La inflación ha vuelto a ganar fuerza en la eurozona. El índice de precios se situó en agosto en el 3,3% interanual, cuatro décimas por encima de julio, según la estimación preliminar de Eurostat. La energía explica buena parte del repunte, con un encarecimiento del 14,3% frente al 10,3% registrado el mes anterior.
La subida refleja el impacto que las tensiones en Oriente Próximo siguen teniendo sobre los mercados energéticos, aunque el resto de los componentes ofrece una evolución bastante más moderada. Los servicios redujeron su subida del 3,3% al 3%, los alimentos, el alcohol y el tabaco mantuvieron una tasa del 1,2% y los bienes industriales no energéticos se situaron también en el 1,2%.
España vuelve a quedar por encima de la media europea. La inflación armonizada alcanzó el 4,5%, frente al 2,7% de Francia, el 2,9% de Alemania y el 3,2% de Italia. El diferencial con el conjunto de la eurozona asciende así a 1,2 puntos.
El BCE se acerca a otra subida de tipos
El dato llega a pocos días de la reunión del Banco Central Europeo del 10 de septiembre y refuerza una posibilidad que los mercados ya contemplaban antes de conocer la inflación de agosto. Los inversores descuentan una subida de 25 puntos básicos y el debate empieza a desplazarse hacia lo que hará después la institución presidida por Christine Lagarde.
El origen energético del repunte introduce, sin embargo, un matiz importante. Los servicios se han moderado y el comportamiento del resto de los componentes está muy lejos del 14,3% registrado por la energía. El BCE tendrá que valorar hasta qué punto ese encarecimiento termina trasladándose a otros precios y alimentando efectos de segunda ronda.

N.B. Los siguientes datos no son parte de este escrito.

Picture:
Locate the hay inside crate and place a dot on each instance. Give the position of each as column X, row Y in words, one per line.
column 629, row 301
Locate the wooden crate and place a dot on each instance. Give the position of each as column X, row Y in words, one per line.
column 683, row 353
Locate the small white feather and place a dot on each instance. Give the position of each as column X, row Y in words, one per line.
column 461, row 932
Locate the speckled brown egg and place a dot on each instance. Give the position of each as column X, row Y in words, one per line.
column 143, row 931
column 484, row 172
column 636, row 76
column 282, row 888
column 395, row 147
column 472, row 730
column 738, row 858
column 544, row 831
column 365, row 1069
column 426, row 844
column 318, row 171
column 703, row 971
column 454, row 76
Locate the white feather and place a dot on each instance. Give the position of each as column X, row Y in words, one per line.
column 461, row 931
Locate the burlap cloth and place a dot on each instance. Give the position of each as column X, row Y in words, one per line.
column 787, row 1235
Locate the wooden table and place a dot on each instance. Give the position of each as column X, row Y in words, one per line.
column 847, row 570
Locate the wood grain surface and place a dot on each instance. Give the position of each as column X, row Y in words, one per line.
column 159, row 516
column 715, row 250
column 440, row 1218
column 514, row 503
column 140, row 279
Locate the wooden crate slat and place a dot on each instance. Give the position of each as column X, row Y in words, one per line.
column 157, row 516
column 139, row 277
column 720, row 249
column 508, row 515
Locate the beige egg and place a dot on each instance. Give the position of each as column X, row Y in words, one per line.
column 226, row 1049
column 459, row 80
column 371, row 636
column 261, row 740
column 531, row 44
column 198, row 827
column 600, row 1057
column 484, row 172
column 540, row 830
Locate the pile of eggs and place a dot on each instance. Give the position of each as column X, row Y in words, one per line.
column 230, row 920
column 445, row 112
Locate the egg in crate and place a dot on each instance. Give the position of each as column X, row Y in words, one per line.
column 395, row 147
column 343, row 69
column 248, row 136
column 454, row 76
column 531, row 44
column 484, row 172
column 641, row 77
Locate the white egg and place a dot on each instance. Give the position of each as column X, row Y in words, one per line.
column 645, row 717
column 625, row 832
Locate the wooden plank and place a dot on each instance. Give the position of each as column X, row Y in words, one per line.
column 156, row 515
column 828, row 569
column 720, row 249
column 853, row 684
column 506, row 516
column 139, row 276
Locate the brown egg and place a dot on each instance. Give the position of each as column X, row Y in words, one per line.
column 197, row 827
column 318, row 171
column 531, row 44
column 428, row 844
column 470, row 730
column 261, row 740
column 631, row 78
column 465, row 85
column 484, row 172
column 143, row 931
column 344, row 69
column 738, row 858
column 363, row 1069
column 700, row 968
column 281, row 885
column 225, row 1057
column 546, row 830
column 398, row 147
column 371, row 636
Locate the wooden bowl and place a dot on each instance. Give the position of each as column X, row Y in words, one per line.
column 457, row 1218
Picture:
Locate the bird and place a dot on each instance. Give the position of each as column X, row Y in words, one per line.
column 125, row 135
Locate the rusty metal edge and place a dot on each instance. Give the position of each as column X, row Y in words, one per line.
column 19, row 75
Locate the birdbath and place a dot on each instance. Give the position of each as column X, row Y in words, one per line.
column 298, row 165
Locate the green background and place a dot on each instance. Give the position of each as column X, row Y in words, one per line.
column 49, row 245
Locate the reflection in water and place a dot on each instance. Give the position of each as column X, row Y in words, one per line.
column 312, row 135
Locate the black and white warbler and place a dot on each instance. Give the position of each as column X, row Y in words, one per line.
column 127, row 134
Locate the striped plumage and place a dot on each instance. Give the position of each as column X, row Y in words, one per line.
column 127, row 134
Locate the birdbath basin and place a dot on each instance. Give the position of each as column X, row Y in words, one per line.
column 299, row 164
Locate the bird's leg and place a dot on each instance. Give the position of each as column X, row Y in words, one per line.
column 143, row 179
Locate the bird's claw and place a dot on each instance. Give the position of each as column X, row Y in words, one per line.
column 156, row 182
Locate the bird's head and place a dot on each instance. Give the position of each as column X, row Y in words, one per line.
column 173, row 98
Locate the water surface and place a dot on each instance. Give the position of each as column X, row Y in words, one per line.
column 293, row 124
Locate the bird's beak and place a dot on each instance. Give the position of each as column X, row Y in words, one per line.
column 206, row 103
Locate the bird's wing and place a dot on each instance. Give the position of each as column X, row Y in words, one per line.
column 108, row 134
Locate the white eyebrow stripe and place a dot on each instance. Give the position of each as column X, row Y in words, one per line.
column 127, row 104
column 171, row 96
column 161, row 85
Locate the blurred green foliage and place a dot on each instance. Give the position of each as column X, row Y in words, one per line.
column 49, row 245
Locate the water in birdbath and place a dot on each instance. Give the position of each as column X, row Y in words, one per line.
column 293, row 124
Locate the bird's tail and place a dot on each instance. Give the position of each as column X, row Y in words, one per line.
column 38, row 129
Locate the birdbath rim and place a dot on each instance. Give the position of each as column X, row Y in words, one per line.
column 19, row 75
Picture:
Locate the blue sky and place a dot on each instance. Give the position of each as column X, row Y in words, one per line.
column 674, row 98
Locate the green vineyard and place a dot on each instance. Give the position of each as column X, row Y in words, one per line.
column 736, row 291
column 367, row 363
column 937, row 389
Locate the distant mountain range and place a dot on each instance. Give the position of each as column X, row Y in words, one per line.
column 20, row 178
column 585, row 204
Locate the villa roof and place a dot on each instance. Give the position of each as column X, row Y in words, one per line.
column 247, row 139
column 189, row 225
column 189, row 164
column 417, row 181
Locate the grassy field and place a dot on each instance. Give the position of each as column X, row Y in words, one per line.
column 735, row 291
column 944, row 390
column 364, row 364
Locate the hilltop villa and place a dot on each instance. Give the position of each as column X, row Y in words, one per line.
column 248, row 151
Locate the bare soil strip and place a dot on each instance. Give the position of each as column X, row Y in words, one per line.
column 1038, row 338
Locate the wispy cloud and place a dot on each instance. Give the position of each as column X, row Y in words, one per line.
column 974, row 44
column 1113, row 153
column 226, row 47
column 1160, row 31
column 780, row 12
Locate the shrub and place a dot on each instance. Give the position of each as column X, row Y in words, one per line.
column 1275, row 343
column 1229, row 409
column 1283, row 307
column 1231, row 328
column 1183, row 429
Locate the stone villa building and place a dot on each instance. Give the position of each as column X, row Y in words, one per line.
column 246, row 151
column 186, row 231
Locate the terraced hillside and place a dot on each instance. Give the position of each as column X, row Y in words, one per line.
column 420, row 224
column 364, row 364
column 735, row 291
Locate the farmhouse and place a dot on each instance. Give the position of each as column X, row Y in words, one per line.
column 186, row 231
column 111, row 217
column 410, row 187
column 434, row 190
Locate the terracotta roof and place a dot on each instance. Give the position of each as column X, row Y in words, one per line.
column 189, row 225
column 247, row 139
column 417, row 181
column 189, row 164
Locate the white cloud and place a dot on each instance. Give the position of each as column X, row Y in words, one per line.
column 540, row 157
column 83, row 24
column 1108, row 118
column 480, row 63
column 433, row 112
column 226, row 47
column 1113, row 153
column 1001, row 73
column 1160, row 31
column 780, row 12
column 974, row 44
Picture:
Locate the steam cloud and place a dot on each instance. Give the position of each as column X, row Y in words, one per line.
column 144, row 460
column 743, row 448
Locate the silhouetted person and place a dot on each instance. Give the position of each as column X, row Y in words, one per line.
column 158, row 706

Las propias actas de la reunión de julio muestran que los miembros del Consejo de Gobierno ya consideraban probable una nueva subida de tipos para contener las consecuencias inflacionistas de la guerra en Oriente Próximo. Desde entonces, el dato de agosto ha añadido presión, la inflación vuelve a superar ampliamente el objetivo del 2% y los mercados energéticos continúan condicionados por un conflicto cuya duración resulta difícil de anticipar.
El movimiento de septiembre parece así cada vez más descontado. Más difícil será saber si bastará con una nueva subida o si la energía obligará al BCE a mantener el endurecimiento monetario durante más tiempo.